Day of remembrance for the victims of flight and expulsion (June 20)

Don’t forget the “Wolfskinder” from East Prussia! Compensations for innocent war victims (Press Release)

Ursula Dorn (on the left) in an eyewitness discussion at the in-house event “wolf children” with Dr. Christopher Spatz on 8 December 2016. Photo: GfbV archive

On Tuesday, the Society for Threatened Peoples (STP) held a vigil during the federal government’s commemoration of the victims of flight and expulsion – to draw attention to the fate of the “Wolfskinder” (“wolf children”) and children who lived in children’s homes in East Prussia after World War II. At the same time, the human rights organization appealed to the German Minister of the Interior, Thomas de Maizière, to officially recognize the serious fate of these innocent war victims from East Prussia and to finally grant them compensation, just like other victims’ groups. “The ‘Wolfskinder’ and the institutionalized children were treated unjustly throughout their lives,” says the appeal by the STP, which was also signed by the director of the Memorial to the Murdered Jews of Europe, Uwe Neumärker; by Romani Rose, Chairman of the Central Council of the German Sinti and Roma; by author Martin Walser, and by the former head of state of Lithuania, Vytautas Landsbergis. It is high time that the people’s efforts to draw attention to their unheard-of suffering will come to a worthy end and that they are, at last, granted non-bureaucratic compensation payments.
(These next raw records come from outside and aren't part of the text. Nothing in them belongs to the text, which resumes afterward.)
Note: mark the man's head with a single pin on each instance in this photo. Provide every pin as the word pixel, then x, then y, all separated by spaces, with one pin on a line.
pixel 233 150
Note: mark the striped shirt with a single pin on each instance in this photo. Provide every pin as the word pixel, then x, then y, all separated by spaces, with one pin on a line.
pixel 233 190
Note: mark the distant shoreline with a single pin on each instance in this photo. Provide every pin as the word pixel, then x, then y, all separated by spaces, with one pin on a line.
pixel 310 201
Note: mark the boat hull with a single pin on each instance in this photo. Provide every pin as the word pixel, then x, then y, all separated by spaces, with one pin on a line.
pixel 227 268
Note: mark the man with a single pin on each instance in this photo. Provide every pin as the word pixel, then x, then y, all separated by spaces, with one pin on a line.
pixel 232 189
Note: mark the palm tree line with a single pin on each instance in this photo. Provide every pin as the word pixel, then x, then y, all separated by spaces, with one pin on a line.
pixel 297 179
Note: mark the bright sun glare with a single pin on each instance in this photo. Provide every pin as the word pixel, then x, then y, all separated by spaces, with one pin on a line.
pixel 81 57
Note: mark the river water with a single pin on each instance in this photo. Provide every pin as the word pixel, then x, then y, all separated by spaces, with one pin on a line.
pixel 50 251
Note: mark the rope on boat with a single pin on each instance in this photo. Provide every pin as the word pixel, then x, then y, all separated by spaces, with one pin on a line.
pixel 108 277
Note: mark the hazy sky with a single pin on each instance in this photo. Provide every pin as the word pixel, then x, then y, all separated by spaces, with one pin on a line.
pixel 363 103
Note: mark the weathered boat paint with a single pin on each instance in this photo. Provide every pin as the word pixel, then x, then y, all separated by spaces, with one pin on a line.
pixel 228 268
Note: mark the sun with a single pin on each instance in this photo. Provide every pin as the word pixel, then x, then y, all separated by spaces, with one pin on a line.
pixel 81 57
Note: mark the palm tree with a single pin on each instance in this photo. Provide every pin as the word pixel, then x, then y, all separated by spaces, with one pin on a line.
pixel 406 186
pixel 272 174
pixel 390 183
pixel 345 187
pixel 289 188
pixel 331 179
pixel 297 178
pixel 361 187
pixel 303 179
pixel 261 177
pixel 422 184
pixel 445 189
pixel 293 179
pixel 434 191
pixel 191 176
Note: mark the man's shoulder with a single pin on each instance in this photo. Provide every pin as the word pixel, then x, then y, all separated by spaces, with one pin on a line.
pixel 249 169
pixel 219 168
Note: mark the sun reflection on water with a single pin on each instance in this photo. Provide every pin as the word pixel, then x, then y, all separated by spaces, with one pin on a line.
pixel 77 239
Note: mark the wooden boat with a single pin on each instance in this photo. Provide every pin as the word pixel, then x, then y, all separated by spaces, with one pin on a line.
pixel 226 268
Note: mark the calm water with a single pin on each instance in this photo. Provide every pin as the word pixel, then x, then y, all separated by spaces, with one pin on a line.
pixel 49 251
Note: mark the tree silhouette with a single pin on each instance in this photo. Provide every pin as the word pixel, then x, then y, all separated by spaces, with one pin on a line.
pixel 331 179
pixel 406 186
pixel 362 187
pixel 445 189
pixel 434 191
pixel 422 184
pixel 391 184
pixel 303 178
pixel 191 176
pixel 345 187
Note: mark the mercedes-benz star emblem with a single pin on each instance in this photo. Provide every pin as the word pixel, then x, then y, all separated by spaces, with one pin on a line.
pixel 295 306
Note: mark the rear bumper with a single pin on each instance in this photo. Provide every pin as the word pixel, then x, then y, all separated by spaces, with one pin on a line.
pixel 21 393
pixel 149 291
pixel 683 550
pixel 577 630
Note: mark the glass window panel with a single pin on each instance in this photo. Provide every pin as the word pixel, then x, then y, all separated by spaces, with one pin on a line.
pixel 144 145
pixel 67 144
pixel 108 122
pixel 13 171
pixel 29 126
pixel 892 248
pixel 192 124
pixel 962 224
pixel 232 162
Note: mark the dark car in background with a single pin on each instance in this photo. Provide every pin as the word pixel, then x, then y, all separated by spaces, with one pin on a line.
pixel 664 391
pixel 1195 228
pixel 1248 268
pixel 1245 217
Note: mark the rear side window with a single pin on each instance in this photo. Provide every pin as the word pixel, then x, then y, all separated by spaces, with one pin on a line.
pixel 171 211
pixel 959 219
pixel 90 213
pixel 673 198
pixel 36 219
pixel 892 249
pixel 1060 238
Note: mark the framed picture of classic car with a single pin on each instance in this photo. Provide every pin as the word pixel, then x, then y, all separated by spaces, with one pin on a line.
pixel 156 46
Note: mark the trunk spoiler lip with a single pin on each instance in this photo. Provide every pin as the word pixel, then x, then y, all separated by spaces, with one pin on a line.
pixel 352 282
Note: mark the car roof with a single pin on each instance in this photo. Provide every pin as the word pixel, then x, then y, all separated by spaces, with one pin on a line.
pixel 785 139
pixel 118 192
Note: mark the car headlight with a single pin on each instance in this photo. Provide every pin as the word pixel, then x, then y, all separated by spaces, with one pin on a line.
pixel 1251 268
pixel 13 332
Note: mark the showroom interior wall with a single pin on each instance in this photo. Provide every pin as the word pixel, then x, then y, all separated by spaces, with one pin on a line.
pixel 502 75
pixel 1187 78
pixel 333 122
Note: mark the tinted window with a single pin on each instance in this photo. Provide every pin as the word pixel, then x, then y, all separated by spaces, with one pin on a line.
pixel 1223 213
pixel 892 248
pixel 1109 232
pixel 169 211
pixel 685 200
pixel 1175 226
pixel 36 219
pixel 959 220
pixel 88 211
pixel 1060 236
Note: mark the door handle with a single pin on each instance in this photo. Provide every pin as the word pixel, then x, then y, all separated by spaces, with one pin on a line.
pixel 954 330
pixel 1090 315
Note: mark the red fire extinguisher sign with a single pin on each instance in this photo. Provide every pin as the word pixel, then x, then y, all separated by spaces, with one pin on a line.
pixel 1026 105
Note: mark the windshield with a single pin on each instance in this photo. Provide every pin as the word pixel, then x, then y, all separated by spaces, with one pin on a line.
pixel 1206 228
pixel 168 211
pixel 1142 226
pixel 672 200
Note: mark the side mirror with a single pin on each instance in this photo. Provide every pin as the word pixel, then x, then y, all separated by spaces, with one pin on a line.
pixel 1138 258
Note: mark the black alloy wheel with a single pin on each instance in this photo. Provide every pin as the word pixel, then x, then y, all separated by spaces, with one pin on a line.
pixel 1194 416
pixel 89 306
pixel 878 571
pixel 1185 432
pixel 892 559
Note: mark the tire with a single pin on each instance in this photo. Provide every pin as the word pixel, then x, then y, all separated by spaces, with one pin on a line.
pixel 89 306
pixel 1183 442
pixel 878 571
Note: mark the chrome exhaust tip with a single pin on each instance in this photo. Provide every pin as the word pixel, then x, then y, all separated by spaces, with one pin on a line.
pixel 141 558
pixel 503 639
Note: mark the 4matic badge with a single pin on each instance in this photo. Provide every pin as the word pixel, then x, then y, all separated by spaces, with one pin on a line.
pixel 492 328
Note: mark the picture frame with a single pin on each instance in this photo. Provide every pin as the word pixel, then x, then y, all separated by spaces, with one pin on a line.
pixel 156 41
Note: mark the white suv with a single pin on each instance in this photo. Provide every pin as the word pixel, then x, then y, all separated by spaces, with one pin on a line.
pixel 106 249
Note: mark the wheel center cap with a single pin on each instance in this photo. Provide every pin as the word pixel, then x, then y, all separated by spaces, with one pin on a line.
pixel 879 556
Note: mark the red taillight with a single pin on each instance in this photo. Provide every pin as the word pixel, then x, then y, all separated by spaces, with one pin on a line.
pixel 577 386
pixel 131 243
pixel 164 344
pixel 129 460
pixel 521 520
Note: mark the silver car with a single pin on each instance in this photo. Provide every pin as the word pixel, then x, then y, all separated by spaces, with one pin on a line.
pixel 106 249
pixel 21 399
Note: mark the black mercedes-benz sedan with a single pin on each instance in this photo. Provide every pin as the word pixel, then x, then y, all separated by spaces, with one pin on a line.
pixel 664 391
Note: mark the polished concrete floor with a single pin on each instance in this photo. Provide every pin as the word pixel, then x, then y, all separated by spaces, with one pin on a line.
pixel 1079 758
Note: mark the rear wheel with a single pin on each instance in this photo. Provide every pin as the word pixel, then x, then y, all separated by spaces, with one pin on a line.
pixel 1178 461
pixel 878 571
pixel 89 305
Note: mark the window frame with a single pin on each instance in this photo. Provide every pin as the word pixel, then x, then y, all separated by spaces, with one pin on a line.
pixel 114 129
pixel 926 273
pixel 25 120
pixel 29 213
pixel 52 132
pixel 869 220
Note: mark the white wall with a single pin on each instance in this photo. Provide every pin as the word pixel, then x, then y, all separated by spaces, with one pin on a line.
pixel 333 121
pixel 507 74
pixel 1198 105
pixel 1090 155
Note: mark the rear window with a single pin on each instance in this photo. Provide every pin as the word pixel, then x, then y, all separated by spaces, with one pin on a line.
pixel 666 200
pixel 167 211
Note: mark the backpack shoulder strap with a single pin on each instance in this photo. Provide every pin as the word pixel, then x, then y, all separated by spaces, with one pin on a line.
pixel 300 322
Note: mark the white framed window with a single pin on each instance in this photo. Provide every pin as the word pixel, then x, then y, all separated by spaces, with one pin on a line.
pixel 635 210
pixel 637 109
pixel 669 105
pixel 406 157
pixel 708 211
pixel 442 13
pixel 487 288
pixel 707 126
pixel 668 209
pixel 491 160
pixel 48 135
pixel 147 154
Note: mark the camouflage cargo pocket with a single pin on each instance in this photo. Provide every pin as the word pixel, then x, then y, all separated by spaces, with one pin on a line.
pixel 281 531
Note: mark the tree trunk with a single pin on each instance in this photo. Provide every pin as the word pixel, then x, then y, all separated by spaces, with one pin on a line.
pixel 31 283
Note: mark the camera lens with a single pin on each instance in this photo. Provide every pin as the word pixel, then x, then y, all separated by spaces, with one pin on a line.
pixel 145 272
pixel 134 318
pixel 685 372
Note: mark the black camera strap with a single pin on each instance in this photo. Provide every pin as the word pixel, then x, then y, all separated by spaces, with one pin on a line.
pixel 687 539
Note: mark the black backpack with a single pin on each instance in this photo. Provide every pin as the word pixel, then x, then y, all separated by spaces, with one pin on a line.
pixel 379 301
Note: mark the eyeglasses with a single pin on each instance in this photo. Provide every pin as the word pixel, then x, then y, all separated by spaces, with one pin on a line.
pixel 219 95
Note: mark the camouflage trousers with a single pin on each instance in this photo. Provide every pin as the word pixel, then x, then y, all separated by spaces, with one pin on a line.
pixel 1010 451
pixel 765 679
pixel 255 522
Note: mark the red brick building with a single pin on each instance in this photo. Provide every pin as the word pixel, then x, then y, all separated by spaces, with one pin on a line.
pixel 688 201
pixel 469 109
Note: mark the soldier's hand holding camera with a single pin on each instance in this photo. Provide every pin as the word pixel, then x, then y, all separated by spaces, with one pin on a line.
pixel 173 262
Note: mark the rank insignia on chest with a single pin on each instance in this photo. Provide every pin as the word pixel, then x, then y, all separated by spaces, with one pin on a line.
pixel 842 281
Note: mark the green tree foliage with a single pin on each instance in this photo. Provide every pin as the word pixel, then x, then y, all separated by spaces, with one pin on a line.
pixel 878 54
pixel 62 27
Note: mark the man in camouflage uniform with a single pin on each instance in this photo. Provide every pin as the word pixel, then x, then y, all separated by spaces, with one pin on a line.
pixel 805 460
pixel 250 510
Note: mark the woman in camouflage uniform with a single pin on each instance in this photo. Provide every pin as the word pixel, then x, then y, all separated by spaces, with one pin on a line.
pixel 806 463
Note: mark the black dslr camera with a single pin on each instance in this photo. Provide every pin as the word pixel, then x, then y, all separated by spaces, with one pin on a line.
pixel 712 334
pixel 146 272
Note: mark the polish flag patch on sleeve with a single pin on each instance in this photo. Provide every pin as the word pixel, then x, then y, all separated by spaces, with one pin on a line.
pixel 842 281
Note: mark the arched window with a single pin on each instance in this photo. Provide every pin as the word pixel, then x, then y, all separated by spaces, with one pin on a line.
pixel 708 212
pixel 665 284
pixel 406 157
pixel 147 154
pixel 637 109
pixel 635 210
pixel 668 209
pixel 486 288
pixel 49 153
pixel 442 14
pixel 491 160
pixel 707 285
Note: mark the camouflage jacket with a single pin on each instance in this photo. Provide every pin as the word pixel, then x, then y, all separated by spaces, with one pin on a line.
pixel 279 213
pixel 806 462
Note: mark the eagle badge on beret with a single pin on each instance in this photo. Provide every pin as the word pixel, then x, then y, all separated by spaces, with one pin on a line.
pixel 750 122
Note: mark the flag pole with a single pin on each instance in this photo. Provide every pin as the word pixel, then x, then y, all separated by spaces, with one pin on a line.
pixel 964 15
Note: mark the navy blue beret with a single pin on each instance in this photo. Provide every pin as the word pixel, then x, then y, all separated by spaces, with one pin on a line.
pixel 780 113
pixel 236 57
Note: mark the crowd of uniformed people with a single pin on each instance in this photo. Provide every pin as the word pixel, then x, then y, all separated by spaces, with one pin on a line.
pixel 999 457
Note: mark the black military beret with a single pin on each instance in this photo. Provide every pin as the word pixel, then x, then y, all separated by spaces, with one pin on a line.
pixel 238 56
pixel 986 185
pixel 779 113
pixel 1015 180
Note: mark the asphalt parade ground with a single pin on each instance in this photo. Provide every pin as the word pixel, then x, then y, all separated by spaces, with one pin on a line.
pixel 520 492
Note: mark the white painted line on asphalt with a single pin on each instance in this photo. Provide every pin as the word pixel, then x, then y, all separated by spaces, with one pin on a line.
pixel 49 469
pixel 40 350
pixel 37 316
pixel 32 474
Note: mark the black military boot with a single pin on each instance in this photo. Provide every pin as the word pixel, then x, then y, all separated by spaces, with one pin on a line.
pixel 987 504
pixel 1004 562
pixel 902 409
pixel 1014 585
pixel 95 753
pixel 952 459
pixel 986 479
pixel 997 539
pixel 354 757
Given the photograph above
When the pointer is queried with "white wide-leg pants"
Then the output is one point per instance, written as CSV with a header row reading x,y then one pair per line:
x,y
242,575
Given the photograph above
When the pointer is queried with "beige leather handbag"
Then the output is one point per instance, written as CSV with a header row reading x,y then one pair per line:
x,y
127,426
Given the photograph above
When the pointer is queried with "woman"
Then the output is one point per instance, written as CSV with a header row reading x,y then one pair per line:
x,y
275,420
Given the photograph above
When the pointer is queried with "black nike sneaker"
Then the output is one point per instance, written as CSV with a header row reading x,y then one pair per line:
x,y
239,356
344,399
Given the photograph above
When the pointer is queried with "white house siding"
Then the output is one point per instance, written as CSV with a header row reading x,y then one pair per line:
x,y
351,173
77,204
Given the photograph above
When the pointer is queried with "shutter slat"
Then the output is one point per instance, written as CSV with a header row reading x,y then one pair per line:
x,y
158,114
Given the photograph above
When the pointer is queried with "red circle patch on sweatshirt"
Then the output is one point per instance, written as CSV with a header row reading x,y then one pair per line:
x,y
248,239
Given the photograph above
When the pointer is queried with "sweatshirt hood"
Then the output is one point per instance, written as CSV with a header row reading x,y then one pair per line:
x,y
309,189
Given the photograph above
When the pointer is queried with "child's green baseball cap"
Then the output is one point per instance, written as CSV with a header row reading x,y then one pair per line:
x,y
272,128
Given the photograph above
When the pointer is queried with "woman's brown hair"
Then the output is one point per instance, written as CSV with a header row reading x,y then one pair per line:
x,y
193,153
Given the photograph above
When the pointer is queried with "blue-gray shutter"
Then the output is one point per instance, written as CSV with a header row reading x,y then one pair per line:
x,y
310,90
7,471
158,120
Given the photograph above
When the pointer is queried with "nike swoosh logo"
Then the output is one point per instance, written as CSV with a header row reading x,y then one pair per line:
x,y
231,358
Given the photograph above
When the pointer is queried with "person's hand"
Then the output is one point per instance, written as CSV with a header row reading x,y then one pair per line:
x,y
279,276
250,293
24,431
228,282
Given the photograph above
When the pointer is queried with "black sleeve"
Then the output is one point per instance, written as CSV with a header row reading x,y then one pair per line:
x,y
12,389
In contrast to all other German children who lived to the west of the Oder-Neisse border, the “Wolfskinder” in East Prussia could not count on food aid, as they were not able to work. Thus, it was mostly thanks to a series of coincidences that they managed to survive the horrors of the Soviet occupation – but they lost their parents through murder, rape, abduction, hunger and disease. Some of the children found shelter in Soviet children’s homes. Thousands fled to Lithuania, often hiding on freight trains, begging or working hard for something to eat. The Lithuanians accepted them, gave them new names. Many of the “Wolfskinder” forgot all about their origins, any many founded families in Lithuania. Then, the memories came back – and many of them are still tormented by memories from the past. There were individual attempts to apply for compensation, but the German authorities rejected these requests on the grounds that the children and their mothers were not confined during the post-war period.

Flight, expulsion, and starvation have left marks – as the former Federal President Christian Wulff said about these people, who are now elderly citizens, during a speech at Bellevue castle in May 2011: “How you must have suffered, how you must have been confused by the thought that your parents had left you or weren’t alive any more. I would like to express my admiration for your courage to live, that you managed to take control of you lives in spite of the difficult and hardly imaginable conditions.”